Many Shoppers locations were already in areas where another Loblaw branded grocery store was in place, and Shoppers had for a while been expanding their product offering beyond prescription drugs and cosmetics by offering more varieties of food and drinks.
This is a textbook example of using “economies of scope” where, for example, Loblaw can send one truck to resupply a Shoppers and a nearby Loblaw store instead of having to rely on two trucks if the two companies remained independent. At the same time, Loblaw also merged the Shoppers Optimum rewards program with the President’s Choice Points Rewards program to create a new program called PC Optimum, which has been well received.
A Pure-Play on the Grocery Business
In 2012, the company announced that it was spinning off its real estate holdings and forming a new company that would be in charge of that called Choice Properties REIT. With the spin-off now complete, Loblaw is now a pure-play on Canadian grocery and retail and is divorced from fluctuations in the real estate markets.
Loblaw also purchased the popular Chinese grocery store chain T&T Supermarkets in 2009, which have also been wildly successful for the company and helped it tap into a market that has massive growth potential due to the rising popularity of Chinese food and other Asian-themed dishes in Canada in the past decade.
In recent years, the company is expanding its online presence with its PC Express grocery pickup and delivery service.
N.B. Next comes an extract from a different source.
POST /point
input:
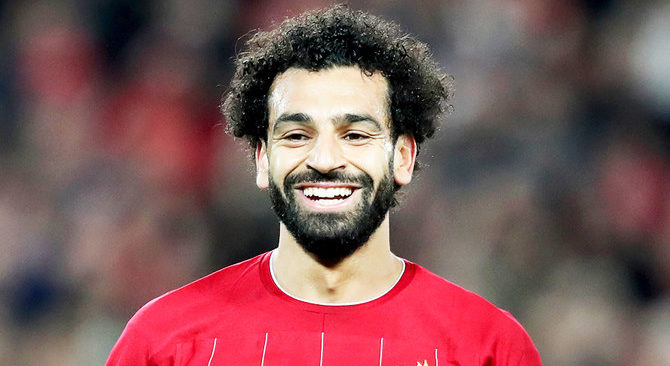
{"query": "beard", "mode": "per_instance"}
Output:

As of now, customers can order their groceries online and have them delivered to designated pick-up locations (often Loblaw-owned stores). The company is reported attempting to expand their portfolio of PC Express pick-up locations, with the next push being to condominiums in densely populated Canadian cities like Toronto or Mississauga.
What’s Next For Loblaw?
Loblaw remains a good and stable long-term value play on the Canadian consumer retail market. Loblaw’s chain of popular grocery stores will not go away anytime soon. Investors should feel very comfortable holding onto the stock, though it would be a mistake to expect crazy high returns.